I love when technology makes life easier. New processes and inventions come along that are so much better that nobody would dream of returning to the old way of doing things.
Bulldozers and other earth moving equipment took the place of wheelbarrows & shovels for building roads. Executive secretaries now run word processing software on a computer instead of generating letters using typewriters and carbon paper. Doctors offices use a scheduling database instead of the old giant scheduling books. Western Union doesn’t have much call for telegrams now that phones are so common. New, efficient technology replaces the old, and people are happy to make the switch because it makes their lives so much easier.
That said, I don’t think we’re there yet with e-scripts. The general concept with electronic prescriptions is that when a doctor writes a script, that information is simultaneously sent to the pharmacy and entered in a patient’s medical record.
If pharmacists and doctors were all ecstatic over how e-scripts solve a bunch of problems and make their lives easier, maybe I’d re-think my position. They’re not, though, so I’d rather hand-carry my prescription to the pharmacy.
- I know it gets to the right place if I deliver the prescription myself.
- I know what the prescription says if I have it in my hand.
- I can keep a copy for my records and can refer back to it if the instructions on the bottle of pills that I’m given doesn’t match up to what the doctor told me to take.
- I can tell the pharmacist when I still have half an old bottle left, so he doesn’t need to fill this new prescription from a different doctor until the old bottle is gone.
- The pharmacist doesn’t need to do the work of filling meds I can get OTC if the prescription is for something that’s available both ways.
Doctors can still enter prescriptions into their computerized records. It’s simple to print the prescription instead of sending it to the pharmacy wirelessly: same result from the doctor’s point of view, better results from mine.
Pharmacy Chick has a post up about tools of the trade – mostly special pharmacy spatulas (some of which look a whole lot like cake decorating spatulas) and counting trays. In the comments section, two different pharmacists commented on how much they love their staplers.
Love staplers? Me – I hate it when the pharmacy uses a chunk of bent metal to attach my med info to the bag.
- I can’t read the med info when it’s stapled shut. Since pharmacists have been known to complain on their blogs that people don’t read those med inserts, maybe they should quit stapling the things closed, making it impossible to read them!
- That receipt that’s stapled to the bag is part of my tax records. I have to detach said receipt without ripping, shredding, or otherwise mutilating it because my accountant is funny about those receipts being legible.
- When the tech has to do anything other than hand me the bag, she rips that tax deduction receipt – and then re-attaches the pieces with another staple and acts like it’s completely unimportant that I will be obligated to attempt a repair job. Argh!
I’m sure it’s faster to staple something to the bag instead of handwrite a name, but it would be nice if that staple was through the empty end of the paper instead of smack in the middle of my receipt. I hate knowing that a wrestling match with a staple-remover will follow every trip to the pharmacy.

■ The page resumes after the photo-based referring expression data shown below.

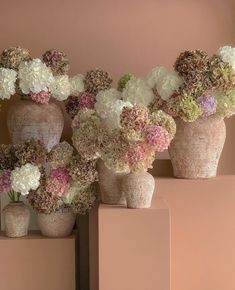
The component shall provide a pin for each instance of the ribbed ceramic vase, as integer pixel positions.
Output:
(138, 188)
(57, 224)
(109, 183)
(16, 216)
(27, 119)
(195, 151)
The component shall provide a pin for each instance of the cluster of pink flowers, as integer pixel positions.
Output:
(5, 181)
(208, 104)
(41, 98)
(58, 182)
(157, 137)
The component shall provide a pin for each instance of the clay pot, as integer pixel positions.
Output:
(195, 151)
(16, 216)
(57, 224)
(109, 183)
(27, 119)
(138, 188)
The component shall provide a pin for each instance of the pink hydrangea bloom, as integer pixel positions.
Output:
(5, 181)
(59, 182)
(157, 137)
(208, 104)
(41, 98)
(86, 101)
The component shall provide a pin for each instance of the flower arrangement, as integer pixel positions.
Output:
(121, 130)
(38, 79)
(20, 169)
(66, 182)
(200, 86)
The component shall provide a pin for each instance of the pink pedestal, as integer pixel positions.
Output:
(130, 249)
(37, 263)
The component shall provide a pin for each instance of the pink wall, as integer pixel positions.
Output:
(121, 36)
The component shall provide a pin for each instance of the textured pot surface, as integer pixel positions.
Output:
(138, 188)
(195, 151)
(58, 224)
(16, 219)
(109, 182)
(27, 119)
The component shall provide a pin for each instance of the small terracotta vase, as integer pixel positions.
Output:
(57, 224)
(138, 188)
(27, 119)
(16, 216)
(109, 183)
(195, 151)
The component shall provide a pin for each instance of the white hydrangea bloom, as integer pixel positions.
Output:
(60, 88)
(25, 178)
(138, 92)
(227, 53)
(104, 99)
(7, 82)
(34, 76)
(112, 120)
(76, 84)
(167, 84)
(155, 74)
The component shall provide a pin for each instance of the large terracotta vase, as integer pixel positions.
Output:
(138, 188)
(109, 183)
(27, 119)
(58, 224)
(16, 216)
(195, 151)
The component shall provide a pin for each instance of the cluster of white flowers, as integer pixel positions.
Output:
(7, 83)
(164, 82)
(76, 84)
(137, 92)
(112, 120)
(154, 75)
(34, 76)
(104, 99)
(25, 178)
(227, 53)
(60, 88)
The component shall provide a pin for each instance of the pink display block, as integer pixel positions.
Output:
(37, 263)
(130, 248)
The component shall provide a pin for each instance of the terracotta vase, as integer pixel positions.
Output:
(109, 183)
(57, 224)
(195, 151)
(138, 188)
(16, 216)
(27, 119)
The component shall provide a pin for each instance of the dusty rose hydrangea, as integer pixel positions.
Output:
(5, 181)
(57, 61)
(13, 56)
(41, 97)
(157, 137)
(60, 155)
(58, 182)
(208, 104)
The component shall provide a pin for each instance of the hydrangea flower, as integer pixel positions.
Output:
(157, 137)
(76, 84)
(227, 53)
(208, 104)
(34, 76)
(5, 181)
(138, 92)
(25, 178)
(41, 97)
(7, 83)
(60, 88)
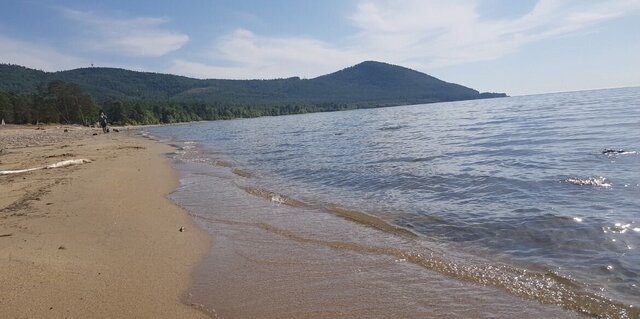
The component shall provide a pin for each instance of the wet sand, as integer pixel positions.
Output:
(97, 239)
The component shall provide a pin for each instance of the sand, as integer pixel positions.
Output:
(96, 239)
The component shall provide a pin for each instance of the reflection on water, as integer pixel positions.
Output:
(547, 184)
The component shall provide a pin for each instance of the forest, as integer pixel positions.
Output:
(67, 103)
(130, 97)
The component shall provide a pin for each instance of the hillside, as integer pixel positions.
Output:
(364, 85)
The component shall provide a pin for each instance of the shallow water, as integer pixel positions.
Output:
(482, 207)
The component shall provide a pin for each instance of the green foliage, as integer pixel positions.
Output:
(130, 97)
(59, 102)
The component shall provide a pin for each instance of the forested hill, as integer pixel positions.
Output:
(366, 84)
(130, 97)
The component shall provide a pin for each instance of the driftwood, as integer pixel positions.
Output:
(54, 165)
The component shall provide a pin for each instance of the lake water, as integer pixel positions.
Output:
(521, 206)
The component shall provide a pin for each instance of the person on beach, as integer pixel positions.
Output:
(103, 122)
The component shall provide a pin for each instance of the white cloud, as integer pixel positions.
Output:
(138, 37)
(247, 55)
(417, 33)
(36, 56)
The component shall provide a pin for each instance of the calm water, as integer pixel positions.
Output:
(513, 195)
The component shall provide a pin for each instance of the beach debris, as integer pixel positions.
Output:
(51, 166)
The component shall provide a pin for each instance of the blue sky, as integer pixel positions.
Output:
(512, 46)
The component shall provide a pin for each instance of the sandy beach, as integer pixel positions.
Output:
(92, 240)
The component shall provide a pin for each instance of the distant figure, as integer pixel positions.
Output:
(103, 122)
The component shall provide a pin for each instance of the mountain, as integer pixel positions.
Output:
(367, 84)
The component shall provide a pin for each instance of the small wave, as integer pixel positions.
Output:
(620, 228)
(614, 152)
(545, 287)
(352, 215)
(598, 181)
(242, 173)
(391, 127)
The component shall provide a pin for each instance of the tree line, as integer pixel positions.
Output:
(68, 103)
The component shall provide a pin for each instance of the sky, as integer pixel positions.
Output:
(514, 46)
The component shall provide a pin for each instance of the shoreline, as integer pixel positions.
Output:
(97, 239)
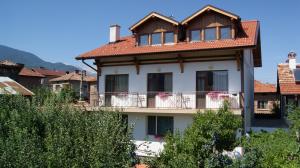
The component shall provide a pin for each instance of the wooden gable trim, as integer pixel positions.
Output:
(151, 15)
(210, 8)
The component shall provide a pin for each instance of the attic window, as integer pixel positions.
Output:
(143, 40)
(225, 32)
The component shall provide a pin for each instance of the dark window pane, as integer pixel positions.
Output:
(156, 38)
(164, 125)
(210, 34)
(225, 33)
(151, 125)
(169, 37)
(144, 40)
(195, 35)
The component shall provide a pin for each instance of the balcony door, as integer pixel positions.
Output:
(114, 85)
(157, 82)
(208, 81)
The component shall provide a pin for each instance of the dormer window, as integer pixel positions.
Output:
(144, 40)
(156, 39)
(210, 34)
(225, 32)
(195, 35)
(168, 37)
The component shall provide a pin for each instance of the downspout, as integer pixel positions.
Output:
(97, 77)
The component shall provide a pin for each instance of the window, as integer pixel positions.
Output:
(143, 40)
(195, 35)
(169, 37)
(225, 33)
(212, 81)
(262, 104)
(210, 34)
(160, 125)
(160, 82)
(156, 38)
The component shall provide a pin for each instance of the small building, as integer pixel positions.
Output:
(11, 87)
(10, 69)
(30, 78)
(73, 81)
(288, 75)
(265, 98)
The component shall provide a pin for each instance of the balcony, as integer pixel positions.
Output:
(165, 101)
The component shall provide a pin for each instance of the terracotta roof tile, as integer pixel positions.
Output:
(48, 72)
(30, 72)
(73, 77)
(260, 87)
(286, 80)
(127, 45)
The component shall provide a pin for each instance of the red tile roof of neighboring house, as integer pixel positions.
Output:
(127, 45)
(30, 72)
(11, 87)
(286, 80)
(48, 72)
(260, 87)
(73, 77)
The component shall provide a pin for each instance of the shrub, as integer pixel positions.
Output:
(59, 135)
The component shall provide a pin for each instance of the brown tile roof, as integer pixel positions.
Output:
(9, 86)
(260, 87)
(127, 45)
(286, 80)
(48, 72)
(30, 72)
(73, 77)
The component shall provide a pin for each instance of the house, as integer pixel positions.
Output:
(49, 74)
(79, 82)
(288, 78)
(266, 100)
(166, 71)
(11, 87)
(10, 69)
(30, 78)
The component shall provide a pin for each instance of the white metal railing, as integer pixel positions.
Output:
(167, 100)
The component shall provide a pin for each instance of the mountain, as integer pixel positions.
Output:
(31, 60)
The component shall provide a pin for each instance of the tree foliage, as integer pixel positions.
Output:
(56, 134)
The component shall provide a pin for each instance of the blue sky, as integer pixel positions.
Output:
(59, 30)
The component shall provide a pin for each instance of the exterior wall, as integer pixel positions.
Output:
(30, 82)
(139, 123)
(271, 98)
(182, 82)
(248, 88)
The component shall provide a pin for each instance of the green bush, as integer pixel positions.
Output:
(59, 135)
(210, 133)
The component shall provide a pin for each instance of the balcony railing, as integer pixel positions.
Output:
(166, 100)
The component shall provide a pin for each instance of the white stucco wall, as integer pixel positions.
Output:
(139, 122)
(248, 88)
(182, 82)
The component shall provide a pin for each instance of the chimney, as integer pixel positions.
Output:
(292, 60)
(114, 33)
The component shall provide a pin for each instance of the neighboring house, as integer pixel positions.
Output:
(11, 87)
(266, 99)
(49, 74)
(288, 78)
(30, 78)
(10, 69)
(166, 71)
(78, 82)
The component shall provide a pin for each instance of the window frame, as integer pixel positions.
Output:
(140, 39)
(215, 33)
(156, 125)
(160, 39)
(220, 32)
(200, 36)
(164, 37)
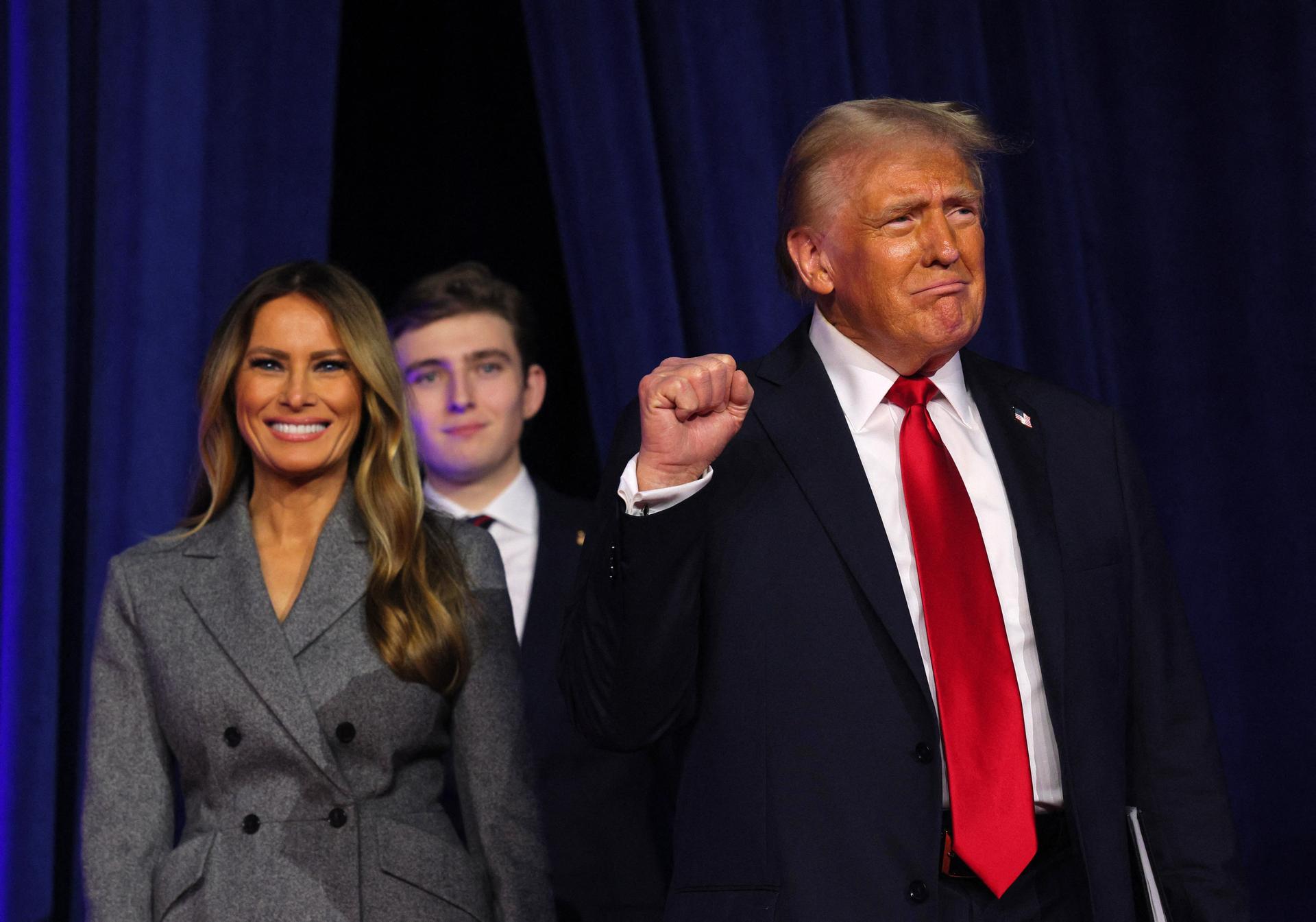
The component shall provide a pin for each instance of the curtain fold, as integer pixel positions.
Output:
(158, 157)
(1148, 246)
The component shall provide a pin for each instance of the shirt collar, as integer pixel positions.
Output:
(861, 380)
(517, 507)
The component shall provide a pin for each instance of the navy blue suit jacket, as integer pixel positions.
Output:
(764, 621)
(606, 814)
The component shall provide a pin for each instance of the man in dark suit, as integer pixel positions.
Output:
(461, 337)
(907, 608)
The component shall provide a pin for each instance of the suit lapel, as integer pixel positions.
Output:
(1021, 458)
(796, 405)
(227, 590)
(337, 578)
(555, 565)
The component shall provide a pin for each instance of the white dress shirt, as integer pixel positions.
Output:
(515, 529)
(861, 383)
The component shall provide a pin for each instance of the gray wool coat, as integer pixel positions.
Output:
(310, 773)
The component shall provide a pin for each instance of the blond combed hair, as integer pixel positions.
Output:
(820, 167)
(417, 596)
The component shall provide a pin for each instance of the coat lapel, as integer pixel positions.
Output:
(801, 415)
(1021, 458)
(227, 590)
(337, 578)
(555, 568)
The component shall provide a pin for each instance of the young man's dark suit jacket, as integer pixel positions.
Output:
(765, 618)
(606, 814)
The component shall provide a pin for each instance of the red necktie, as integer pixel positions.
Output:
(982, 720)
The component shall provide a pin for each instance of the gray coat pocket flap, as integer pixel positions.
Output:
(178, 873)
(441, 869)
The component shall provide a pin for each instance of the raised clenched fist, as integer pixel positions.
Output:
(689, 412)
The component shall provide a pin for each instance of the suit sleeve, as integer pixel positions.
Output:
(491, 753)
(1175, 774)
(631, 633)
(128, 807)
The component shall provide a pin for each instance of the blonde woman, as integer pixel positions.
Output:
(295, 662)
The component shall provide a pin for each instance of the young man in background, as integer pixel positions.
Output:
(462, 341)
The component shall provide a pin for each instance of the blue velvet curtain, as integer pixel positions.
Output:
(1151, 247)
(158, 156)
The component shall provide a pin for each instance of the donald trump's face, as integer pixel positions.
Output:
(898, 266)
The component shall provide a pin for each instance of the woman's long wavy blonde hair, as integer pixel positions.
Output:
(417, 596)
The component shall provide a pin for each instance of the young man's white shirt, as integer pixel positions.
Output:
(515, 529)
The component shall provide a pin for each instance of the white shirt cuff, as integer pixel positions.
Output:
(640, 502)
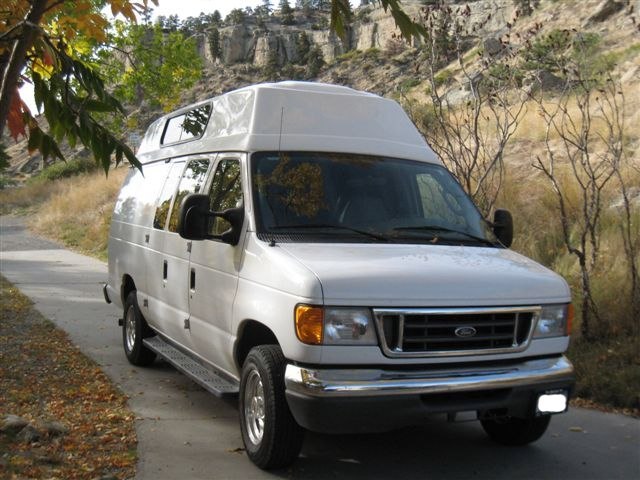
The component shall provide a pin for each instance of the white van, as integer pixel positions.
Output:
(301, 245)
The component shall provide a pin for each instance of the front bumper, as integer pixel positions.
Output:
(355, 400)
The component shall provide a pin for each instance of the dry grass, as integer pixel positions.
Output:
(78, 212)
(44, 378)
(24, 198)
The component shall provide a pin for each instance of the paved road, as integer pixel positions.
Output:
(185, 433)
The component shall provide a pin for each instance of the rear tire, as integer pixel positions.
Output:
(134, 330)
(516, 431)
(271, 436)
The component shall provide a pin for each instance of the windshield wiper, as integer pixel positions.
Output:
(450, 230)
(329, 225)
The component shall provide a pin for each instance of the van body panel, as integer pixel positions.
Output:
(271, 117)
(427, 275)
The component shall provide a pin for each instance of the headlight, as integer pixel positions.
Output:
(334, 326)
(554, 321)
(348, 326)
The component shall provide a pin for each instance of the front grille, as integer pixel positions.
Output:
(455, 331)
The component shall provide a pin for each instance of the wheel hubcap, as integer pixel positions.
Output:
(254, 407)
(130, 329)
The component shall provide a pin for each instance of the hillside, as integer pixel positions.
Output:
(373, 58)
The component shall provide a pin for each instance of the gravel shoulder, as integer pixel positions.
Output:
(60, 415)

Even better would be if the pharmacy printer were to spit out one label for the bag (one per patient) at the same time it prints everything else related to a prescription (bottle label, receipt, drug info…). Surely it would be simple to slap that label on a bag of meds – even easier than locating a stapler and keeping it filled.
I do not love my pharmacy’s stapler!
Dear Pharmacy Computer:
I love being able to go online to refill my meds. It’s so much easier than spending ten minutes punching numbers into a touch-tone telephone keypad. There is one issue, however, that I’d love to see addressed. Why can I not refill all my meds at the same time? You have arbitrarily set a limit – and that limit happens to be lower than my number of prescriptions.
When I punch in the first six, I get a confirmation screen:
Then I start all over to add the others, and get an error:
Your system just can’t handle more than six prescriptions per day. It’s been a challenge, but if **I** can manage to take all those &*%# pills as prescribed, I don’t think it’s asking too much to ask a computer to let me order my refills in a timely manner. This is not rocket science; it’s basic handling of data.
Instead of this being a time-saver, now I have to phone the pharmacy and talk to a person — a person who could be filling prescriptions if they weren’t talking on the phone, trying to straighten out a computer problem. I finally got everything to where it fills on the same day of the month, only to discover that you can’t handle such a simple task. Argh!